Frequently Asked Questions
Does 1M context improve automated coding results?
In our testing, no. Running DeepSWE benchmarks with mini-swe-agent, no task ever exceeded 150K context tokens regardless of whether the model supported 262K or 1M. The agent manages its own context window and stays well below either limit. The 1M context provided zero improvement in task completion.
Why was the 1M run faster if context size did not matter?
The speed improvement came from vLLM configuration differences. The 1M config uses lower GPU memory utilization (0.82 vs 0.90) and explicit concurrency limits (max-num-seqs=6), which creates a more efficient KV cache layout for moderate-length sequences. These same parameters could be applied at 262K for similar speed gains.
Can local LLMs pass DeepSWE benchmarks?
In our experience with DeepSeek V4 Flash (284B MoE, FP8 quantized), no. The model executes the agent loop competently but cannot produce code precise enough to pass hidden test suites for complex real-world tasks. The bottleneck is reasoning precision, not context window, speed, or iteration budget.

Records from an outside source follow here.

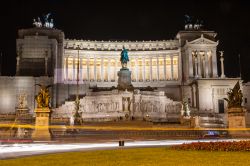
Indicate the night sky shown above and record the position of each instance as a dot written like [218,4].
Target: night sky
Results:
[132,20]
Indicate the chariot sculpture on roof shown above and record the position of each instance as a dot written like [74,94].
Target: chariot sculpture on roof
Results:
[47,23]
[124,57]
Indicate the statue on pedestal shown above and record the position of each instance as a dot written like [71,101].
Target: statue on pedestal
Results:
[43,96]
[42,111]
[124,75]
[235,97]
[124,57]
[235,113]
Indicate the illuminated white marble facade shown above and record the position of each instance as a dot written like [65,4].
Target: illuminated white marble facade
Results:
[184,68]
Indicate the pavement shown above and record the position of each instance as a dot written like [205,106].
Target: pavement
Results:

What is the real value of local inference for agent workloads?
Zero marginal cost on iteration. We ran 90 million input tokens across two benchmark suites without thinking about API costs. That freedom to experiment aggressively, run long agent sessions, and try different configurations is transformative for research and development workflows.
Should I use 1M or 262K context for agent workloads?
Measure your actual peak context usage first. If your agent stays under 150K tokens (as mini-swe-agent does), 262K is sufficient and wastes less GPU memory. If you are processing entire codebases or running unsummarized multi-hour sessions, 1M may genuinely help. But the vLLM throughput tuning (lower gpu-mem-util, explicit max-num-seqs) is likely more impactful than raw context size.